Biomedical Workforce Boost Expected in Biden STEM Talent Plan


 A White House initiative to attract foreign STEM talent will likely address shortages in the biomedical research workforce but will have little impact on the growing drought of physicians in the U.S.

A series of policy actions from the Biden administration include adding nearly two dozen study fields to a student visa program that allows graduates to stay in the country for up to three years to complete optional practical training. A top official in the White House science office says biomedical research will see some impact, even as the fields of study targeted in the program are science, technology, engineering, and mathematics more broadly.

“This is clearly an effort aimed at really attracting the best and brightest talent from all over the world to our STEM enterprise. And obviously, the biomedical enterprise is a huge part of that with the magnitude of NIH funding,” Carrie D. Wolinetz, deputy director for health & life science at the White House Office of Science and Technology Policy, said in an interview.

Challenges in maintaining a solid pipeline of biomedical researchers to come up with new discoveries have persisted for decades. That’s in part due to a dozen years of flat NIH funding between 2003 to 2015 that made it harder for younger scientists to compete for a limited pool of grants when the agency could fund only one in every five applications.

Policy analysts say the STEM actions are a good first step but that they won’t help the growing shortage of doctors, which falls under a separate visa program that’s not part of the latest White House initiative. The Association of American Medical Colleges estimates that the U.S. could see a shortage of between 37,800 and 124,000 physicians by 2034.

Strong Message

The U.S. already attracts a lot of great foreign scientists at all levels of the biomedical workforce, said Wolinetz, who spent more than six years as National Institutes of Health acting chief of staff and head of the agency’s science policy office before taking her current role at OSTP.

“Anything that sends, as these sort of policy changes do, a strong message that global talent is critically important for STEM is going to naturally send a strong signal to biomedical scientists,” she said.

The immigration system is already complex. Covid-19, travel bans, and refugee crises have exacerbated those challenges for foreign students, Natalie Tynan, associate vice president for immigration and international issues for the Association for American Universities, said.

“There’s not been a lot of great news on the immigration front. And one thing that this package does is send a message that we really do welcome STEM talents and international students in the United States” Tynan said.

The White House initiative draws attention to and provides guidance on, existing visa options that companies and universities can utilize to bring over top talent outside of the typical H1B work visa, which has a cap and typically takes months to process.
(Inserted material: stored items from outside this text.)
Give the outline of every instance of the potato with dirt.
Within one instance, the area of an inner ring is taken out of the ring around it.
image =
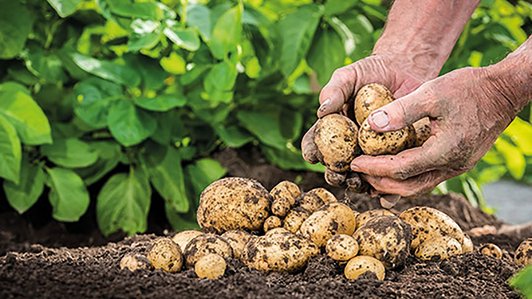
[[[318,159],[334,172],[346,172],[357,155],[357,125],[340,114],[329,114],[316,122],[314,143]]]
[[[357,229],[359,229],[362,225],[366,224],[366,222],[368,222],[370,219],[379,216],[395,216],[395,214],[386,209],[368,210],[359,213],[356,216]]]
[[[285,217],[301,197],[301,189],[290,181],[282,181],[270,190],[270,195],[273,200],[272,214]]]
[[[192,239],[185,248],[185,260],[188,267],[208,254],[217,254],[225,259],[233,257],[233,248],[224,238],[214,234],[203,234]]]
[[[264,232],[283,226],[283,221],[277,216],[270,216],[264,221]]]
[[[230,230],[222,234],[222,238],[229,243],[233,249],[235,258],[240,259],[246,243],[253,237],[250,233],[243,230]]]
[[[303,195],[299,201],[299,206],[314,213],[324,205],[337,201],[336,196],[329,190],[325,188],[314,188]]]
[[[386,269],[378,259],[371,256],[355,256],[345,265],[344,275],[349,280],[356,280],[360,276],[373,276],[384,280]]]
[[[514,262],[521,266],[532,265],[532,238],[528,238],[519,244],[515,250]]]
[[[188,243],[199,235],[203,235],[203,232],[199,230],[184,230],[175,234],[172,237],[172,241],[174,241],[174,243],[176,243],[181,249],[181,252],[183,252],[185,251]]]
[[[396,216],[371,218],[353,237],[360,255],[372,256],[389,269],[403,265],[410,253],[410,227]]]
[[[462,253],[470,253],[475,250],[475,245],[473,244],[473,241],[471,241],[471,238],[464,234],[464,242],[462,242]]]
[[[198,224],[217,233],[234,229],[259,231],[269,216],[270,204],[270,193],[256,180],[224,178],[201,193]]]
[[[218,279],[222,277],[227,268],[225,259],[217,254],[202,256],[194,265],[194,272],[199,278]]]
[[[327,255],[335,261],[345,262],[358,254],[358,243],[350,235],[336,235],[327,241]]]
[[[412,228],[412,249],[426,239],[436,236],[448,236],[464,242],[464,232],[447,214],[431,207],[413,207],[403,211],[399,217]]]
[[[456,239],[436,235],[422,242],[416,248],[415,256],[423,261],[443,261],[462,252],[462,245]]]
[[[283,227],[288,230],[289,232],[295,234],[299,228],[301,227],[301,224],[307,220],[308,217],[310,217],[310,212],[303,209],[302,207],[296,207],[290,212],[288,212],[288,215],[283,220]]]
[[[343,203],[334,202],[310,215],[301,224],[299,232],[314,244],[323,247],[334,235],[352,235],[355,226],[353,210]]]
[[[393,102],[390,90],[379,83],[362,86],[355,96],[355,119],[362,125],[366,118],[375,110]]]
[[[496,259],[502,258],[502,250],[499,248],[499,246],[493,243],[483,244],[480,246],[479,251],[485,256],[491,256]]]
[[[276,228],[252,238],[244,248],[242,262],[255,270],[292,272],[318,253],[319,248],[309,240]]]
[[[150,268],[151,264],[148,258],[139,253],[128,253],[120,260],[120,269],[128,269],[131,272]]]
[[[181,249],[169,238],[155,240],[148,251],[147,258],[155,269],[165,272],[178,272],[183,267]]]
“It’s really reminding employers, ‘Hey, you’re used to dealing with these classifications, but don’t forget, these are out here too, and they may be more flexible for you. And they may get your employees your green card faster,” Tynan said.

Promoting diversity in the science workforce will remain an issue as the White House carries out its plan, however. Black scientists, in particular, have had a hard time procuring research grants, prompting an NIH initiative to combat structural racism in biomedical research.

“The biomedical research workforce reflects the broader STEM workforce, in terms of challenges related to diversity, equity, and inclusion. That is something we struggle with across the sciences, and the biomedical workforce is not immune to that,” Wolinetz said.

Physician Shortages

The White House’s latest actions will “make more opportunities available, and in some cases, it will make more candidates available for specific positions,” Heather H. Pierce, senior director for science policy and regulatory counsel for the Association of American Medical Colleges, said. But it won’t be a “huge change for biomedical research,” she said.

Biomedical research relies heavily on a physician-scientist workforce. According to Wolinetz, “We know there’s a shortage of physician-scientists, and so that’s going to require an overarching push to attract a diversity of physician-scientists domestically and globally.”

The new initiative also doesn’t address the J-1 visa waiver, which allows recently graduated medical students to stay in the U.S. instead of returning to their home country for at least two years, Tynan said.

“Things related to doctors and the J-1waiver get more complicated. So I suspect we will see that later,” Tynan said. “But I think for their first approach, they wanted it to be clean, straightforward, no challenges, and substantive. And I think that’s what they achieved.”

SWolinetz said the plan is “an important first step to send that kind of welcoming message to the world. But it’s obviously worth thinking through if there’s, even more, we can do specific to the physician-scientist base because that is clearly an area of great need and has been for a long time.”